The Growden Report
Rebels, Waratahs show value of fire and brimstone
March 3, 2014
Melbourne Rebels impressed in defeating the Cheetahs (video available only in Australia)
Hard love is working at Melbourne Rebels and New South Wales Waratahs this year, and easily the two most rousing performances of the second Australian round of the Super Rugby tournament came from teams renowned in the past for taking the easy route if it were provided. It's amazing what old-fashioned fire and brimstone, and a dollop of discipline, can do to transform a football team.
Last year, the Rebels should have been called the Rabble. How divided and ego-driven the province had become was there for all to see when Rebels players, after losing a game in South Africa, fought among themselves on the team bus. This was the final sign the Rebels were a franchise out of control. They had no discipline on the field, and it was party time off the field. Buck-passing was rampant.

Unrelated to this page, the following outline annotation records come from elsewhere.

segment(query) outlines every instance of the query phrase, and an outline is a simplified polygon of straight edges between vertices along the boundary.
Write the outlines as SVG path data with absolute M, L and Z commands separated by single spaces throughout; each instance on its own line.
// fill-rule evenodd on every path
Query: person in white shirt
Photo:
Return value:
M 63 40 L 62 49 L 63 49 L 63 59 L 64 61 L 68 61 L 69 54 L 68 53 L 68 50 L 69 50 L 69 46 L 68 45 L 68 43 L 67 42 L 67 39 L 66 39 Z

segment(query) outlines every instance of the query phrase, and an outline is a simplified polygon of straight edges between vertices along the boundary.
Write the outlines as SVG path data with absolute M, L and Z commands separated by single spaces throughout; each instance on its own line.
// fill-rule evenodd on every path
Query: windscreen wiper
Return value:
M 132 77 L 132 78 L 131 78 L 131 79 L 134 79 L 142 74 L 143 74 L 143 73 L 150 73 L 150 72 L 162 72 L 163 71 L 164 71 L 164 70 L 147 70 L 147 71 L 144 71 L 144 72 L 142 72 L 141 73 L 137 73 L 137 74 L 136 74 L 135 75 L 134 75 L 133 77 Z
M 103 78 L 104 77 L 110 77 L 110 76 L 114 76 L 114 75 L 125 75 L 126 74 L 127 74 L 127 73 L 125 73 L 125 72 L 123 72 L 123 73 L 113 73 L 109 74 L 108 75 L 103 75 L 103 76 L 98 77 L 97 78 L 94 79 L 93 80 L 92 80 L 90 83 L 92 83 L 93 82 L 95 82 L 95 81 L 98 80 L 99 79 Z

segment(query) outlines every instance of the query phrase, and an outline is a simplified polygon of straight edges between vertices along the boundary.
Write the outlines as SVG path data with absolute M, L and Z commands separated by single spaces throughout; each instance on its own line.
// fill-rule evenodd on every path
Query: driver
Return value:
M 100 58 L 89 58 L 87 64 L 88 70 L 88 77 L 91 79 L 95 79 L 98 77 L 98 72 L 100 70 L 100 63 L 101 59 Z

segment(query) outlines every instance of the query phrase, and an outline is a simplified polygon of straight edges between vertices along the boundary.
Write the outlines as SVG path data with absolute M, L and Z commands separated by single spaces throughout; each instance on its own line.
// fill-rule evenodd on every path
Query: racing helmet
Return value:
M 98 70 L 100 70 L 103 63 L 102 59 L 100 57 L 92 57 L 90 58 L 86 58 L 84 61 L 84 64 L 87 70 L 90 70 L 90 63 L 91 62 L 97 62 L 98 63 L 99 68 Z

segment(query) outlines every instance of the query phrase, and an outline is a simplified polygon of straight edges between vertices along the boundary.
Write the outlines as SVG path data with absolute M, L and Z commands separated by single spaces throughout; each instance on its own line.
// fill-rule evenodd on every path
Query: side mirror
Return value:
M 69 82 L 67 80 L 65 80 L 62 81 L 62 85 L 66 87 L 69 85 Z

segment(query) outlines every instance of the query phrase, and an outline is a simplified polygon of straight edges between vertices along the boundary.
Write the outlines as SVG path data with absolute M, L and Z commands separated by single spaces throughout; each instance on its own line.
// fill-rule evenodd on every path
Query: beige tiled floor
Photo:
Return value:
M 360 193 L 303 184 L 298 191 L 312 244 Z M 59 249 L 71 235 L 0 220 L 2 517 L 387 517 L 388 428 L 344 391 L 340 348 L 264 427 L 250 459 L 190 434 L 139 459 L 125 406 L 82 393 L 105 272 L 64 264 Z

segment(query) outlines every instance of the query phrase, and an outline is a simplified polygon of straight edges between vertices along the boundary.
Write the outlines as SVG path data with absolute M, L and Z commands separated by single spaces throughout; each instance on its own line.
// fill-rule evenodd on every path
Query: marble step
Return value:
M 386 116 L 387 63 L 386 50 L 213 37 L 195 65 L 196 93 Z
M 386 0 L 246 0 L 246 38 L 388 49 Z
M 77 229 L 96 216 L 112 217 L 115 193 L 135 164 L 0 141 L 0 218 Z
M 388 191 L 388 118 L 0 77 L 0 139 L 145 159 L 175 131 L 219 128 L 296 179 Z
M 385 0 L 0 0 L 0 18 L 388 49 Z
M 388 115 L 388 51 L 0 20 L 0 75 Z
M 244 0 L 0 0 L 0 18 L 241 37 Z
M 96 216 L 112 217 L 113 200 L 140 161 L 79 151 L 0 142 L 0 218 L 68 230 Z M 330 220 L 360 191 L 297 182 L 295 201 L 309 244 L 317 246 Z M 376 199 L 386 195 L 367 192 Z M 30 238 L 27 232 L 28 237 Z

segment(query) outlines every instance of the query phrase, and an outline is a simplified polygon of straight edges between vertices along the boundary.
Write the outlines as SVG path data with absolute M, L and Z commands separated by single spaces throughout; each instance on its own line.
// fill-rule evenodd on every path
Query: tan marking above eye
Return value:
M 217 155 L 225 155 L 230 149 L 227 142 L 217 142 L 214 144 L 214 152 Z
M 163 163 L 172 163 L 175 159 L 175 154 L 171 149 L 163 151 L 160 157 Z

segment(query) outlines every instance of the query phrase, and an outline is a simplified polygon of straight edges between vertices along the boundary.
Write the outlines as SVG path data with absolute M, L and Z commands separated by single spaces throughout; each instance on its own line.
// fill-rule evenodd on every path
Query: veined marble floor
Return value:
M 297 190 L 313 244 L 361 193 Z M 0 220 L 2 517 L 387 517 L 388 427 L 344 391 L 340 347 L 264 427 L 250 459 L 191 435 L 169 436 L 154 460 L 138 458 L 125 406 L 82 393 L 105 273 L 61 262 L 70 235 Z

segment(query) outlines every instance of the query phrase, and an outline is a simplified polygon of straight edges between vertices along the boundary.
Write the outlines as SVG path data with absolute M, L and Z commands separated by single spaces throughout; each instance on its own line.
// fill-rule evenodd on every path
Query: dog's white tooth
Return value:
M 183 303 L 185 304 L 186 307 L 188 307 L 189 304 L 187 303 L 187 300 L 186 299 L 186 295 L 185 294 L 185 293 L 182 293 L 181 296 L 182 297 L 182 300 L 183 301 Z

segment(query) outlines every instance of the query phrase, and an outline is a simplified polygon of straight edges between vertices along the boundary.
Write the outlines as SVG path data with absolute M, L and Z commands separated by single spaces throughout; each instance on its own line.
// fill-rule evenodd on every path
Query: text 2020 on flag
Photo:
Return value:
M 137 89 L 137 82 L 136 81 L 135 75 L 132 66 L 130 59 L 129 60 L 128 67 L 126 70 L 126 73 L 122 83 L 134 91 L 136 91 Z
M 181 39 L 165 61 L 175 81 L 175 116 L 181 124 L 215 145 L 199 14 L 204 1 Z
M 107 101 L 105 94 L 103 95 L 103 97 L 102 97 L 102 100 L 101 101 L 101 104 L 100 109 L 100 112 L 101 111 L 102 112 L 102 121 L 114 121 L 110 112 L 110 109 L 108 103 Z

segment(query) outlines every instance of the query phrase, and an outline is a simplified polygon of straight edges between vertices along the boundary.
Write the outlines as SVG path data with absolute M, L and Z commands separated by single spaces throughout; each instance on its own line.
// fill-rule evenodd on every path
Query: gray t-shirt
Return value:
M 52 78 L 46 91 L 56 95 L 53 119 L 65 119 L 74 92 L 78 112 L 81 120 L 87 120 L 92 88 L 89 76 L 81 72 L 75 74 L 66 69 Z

To the Rebels' credit, they did something about it in the off-season; they got rid of the riff-raff in the playing ranks, and said goodbye to numerous under-performing managerial and coaching staff members.
Their best move was bringing in Tony McGahan as head coach. After a successful career in Europe, McGahan, during his time as Robbie Deans' assistant at the Wallabies, adopted a real hands-on role with the Test players. It was clear during his Wallabies days that he didn't stand for too much nonsense. He is following the same line at the Rebels. The players have quickly discovered their focus had to change, and no corners will be cut. It showed in the team's first game of the season, when they enjoyed a feisty victory over the Cheetahs.
The transformation was obvious.
At last the Rebels had a purpose, a game plan, and they performed like an ensemble. Most pleasing, they now know how to tackle. Their defence no longer revolves around cardboard cutouts.
The other smart move at the Rebels?
Giving Scott Higginbotham the responsibility of running the on-field show. He is a consummate leader. He has authority. He has a presence. And he leads from the front.
As encouraging is the fact the Rebels are being smart in the marketing area. It is hard to get any recognition in an AFL-obsessed city, but their advertisements in recent weeks, having cheeky digs at Buddy Franklin, have worked. The campaign upset some. It got a reaction. It got their name back in the Melbourne media. More of it.
The Waratahs don't have to worry about recognition in their city's press; for decades, they have had an obsessive love-hate relationship with each other. But the publicity, which has so often revolved around how the Waratahs have constantly wasted their vast resources through inept leadership, is bound to improve this season if their coach, Michael Cheika, continues to get his way.
For too long, the Waratahs resembled a cushy private men's club. Standards were slack, and several head coaches appeared too scared to take on senior players who had too much of a say in how the team was run. Not surprisingly, in recent seasons their match preparation slackened right off - especially with some of the older players questioning the logic of over-exerting at training. So the Waratahs earned a reputation as one of the more unfit teams in the competition, often falling away in the final minutes of games.
Cheika has done something about that. He has basically flogged them during the off-season. They are now fit, and firing at end of matches, as shown in their first two wins against Western Force and Queensland Reds.
Cheika is also right in their face, and many people tune into the Waratahs' televised matches just to watch the pre-match antics of Cheika. Saturday night was a classic. He was gesticulating, almost slapping some players a la Roy Masters, and even waved around a mysterious "Poker Face" sign. The players then charged out and had the game won by half-time.
Rugby is poker, and so far the Rebels and Waratahs are producing the winning cards.